Lange hält die Zeit am Meer, in der Munch sich wie neugeboren fühlt, nicht an. In seinem assoziativen Stil schreibt er: „Ich hatte dieses beängstigende Herzklopfen in der Brust Angst – Morgens – Schwindel wenn ich aufstand – Rasch etwas Beruhigendes – Läute – Portwein – eine halbe Flasche das half – schlucke dann Kaffee und etwas Brot – Wieder angsterfüllt – hinaus auf die Straße – zum ersten Restaurant – ein Schnaps – Zwei Schnäpse – Das half – hinaus auf die Straße – sicherer – Das kommt in Ordnung (…).“ Der Maler Hermann Hartmann-Drewitz beschreibt 1951 in der „Zeit“, wie er Munch 1908 allein in einer Warnemünder Bar angetroffen habe: „Mit dem Leonardoprofil seines energischen Kopfes und in seinem blauen Anzug mit einer siegelroten Krawatte würde er wohl einen flotten Eindruck gemacht haben, wenn nicht sein weltverlorener Blick, seine verschleierten Augen, sowie seine meist ungekämmten Haare eigentümlich davon abgestochen hätten.“ Munch habe ihm auch erzählt, wie er einmal aus Ärger über einige Männer, mit denen er über eine Versicherungsangelegenheit sprach, aufgesprungen sei und diese „angedonnert“ hätte: „Wissen Sie, wer die dümmsten Menschen von der Welt sind?

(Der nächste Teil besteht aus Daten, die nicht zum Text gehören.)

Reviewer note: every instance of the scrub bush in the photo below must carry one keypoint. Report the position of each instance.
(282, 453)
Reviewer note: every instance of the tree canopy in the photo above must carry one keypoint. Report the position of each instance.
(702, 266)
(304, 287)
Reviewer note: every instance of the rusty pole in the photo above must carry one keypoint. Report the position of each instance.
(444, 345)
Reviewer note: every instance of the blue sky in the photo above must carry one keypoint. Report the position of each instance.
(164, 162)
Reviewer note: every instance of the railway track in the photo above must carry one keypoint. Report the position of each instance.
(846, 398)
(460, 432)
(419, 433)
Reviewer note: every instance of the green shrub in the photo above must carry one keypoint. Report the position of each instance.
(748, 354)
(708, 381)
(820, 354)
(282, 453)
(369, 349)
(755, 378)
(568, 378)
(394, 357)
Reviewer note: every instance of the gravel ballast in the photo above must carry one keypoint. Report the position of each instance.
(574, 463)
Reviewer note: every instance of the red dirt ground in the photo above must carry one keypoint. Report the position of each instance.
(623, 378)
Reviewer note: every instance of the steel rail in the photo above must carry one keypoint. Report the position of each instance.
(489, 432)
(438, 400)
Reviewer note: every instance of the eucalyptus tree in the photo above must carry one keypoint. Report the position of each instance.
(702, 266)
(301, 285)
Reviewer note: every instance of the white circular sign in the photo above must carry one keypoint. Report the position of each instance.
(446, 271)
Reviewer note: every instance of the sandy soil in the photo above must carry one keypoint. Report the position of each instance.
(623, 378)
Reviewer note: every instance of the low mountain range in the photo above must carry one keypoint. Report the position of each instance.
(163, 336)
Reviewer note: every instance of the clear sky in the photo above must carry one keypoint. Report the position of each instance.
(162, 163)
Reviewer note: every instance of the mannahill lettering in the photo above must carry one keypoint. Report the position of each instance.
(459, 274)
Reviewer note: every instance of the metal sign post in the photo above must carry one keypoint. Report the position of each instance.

Das seid ihr Mecklenburger!“

In dem Seebad fühlt Munch sich nicht mehr wohl, findet es „furchtbar bürgerlich“, leidet zunehmend unter Verfolgungswahn. Nachdem er im März 1908 seinem Vermieter tot aufgefunden hat, ist das Haus Am Strom nicht mehr geheuer. Er zieht ein paar Häuser weiter, und im Sommer verlässt er Warnemünde für immer, um sich in einer Nervenklinik in Kopenhagen behandeln zu lassen. In seinem Tagebuch schreibt er darüber: „Anderntags reise ich mit der Fähre hinüber zur dänischen Fährstelle – Was fühlte ich mich erleichtert als die Fähre auslief – Ich befürchte eine Verhaftung – Dort verschwand die lange Reihe – Warnemünde – Die Fähre glitt hinaus – Die kleinen Häuser wurden immer kleiner – Nun bin ich in Sicherheit – Doch was nun.“

Nach diesem fast fluchtartigen Aufbruch und rund einem halben Jahr in der Nervenklinik kehrt Munch nach Norwegen zurück. Die Warnemünder Bilder werden nachgeschickt. Doch haben will man die „Badenden Männer“ auch hier nicht. Als Munch bei einer Verkaufsausstellung im Auktionshaus Blomqvist 1909 Werke präsentiert, kauft das Nationalmuseum mehrere, nicht aber die nackten Männer. Sie waren wohl auch für das norwegische Publikum zu gewagt, meint Trine Otte Bak Nielsen. Zwei Jahre später finden sie endlich eine Heimat. Das Kunstmuseum Ateneum in Helsinki kauft das Bild für 10000 Finnische Mark, was heute etwa 48000 Euro entspricht. Auch hier geben sie Anlass zur Diskussion, doch die verläuft weniger aufgeregt als in Deutschland, es geht eher um den hohen Preis und darum, ob junge Künstler von Munchs radikaler Malweise beeinflusst werden könnten.

Später ist eine zweite Version der „Badenden Männer“ dann doch noch in Munchs Heimat gekommen, von der er sich lange verkannt fühlte. Sie hängt heute in einem 60 Meter hohen Museum mit 13 Stockwerken am Fjord, das nur ihm gewidmet ist und fast 28000 seiner Werke hütet. Auf einem Platz in der Nähe wächst ein kleiner Birnbaum, den sie 2021 aus Warnemünde geschickt haben, ein Ableger des Baums vor dem Munch-Haus, den der Maler in einem seiner Warnemünder Bilder verewigt hat. Und im Sommer springen gleich gegenüber Badende in den Fjord.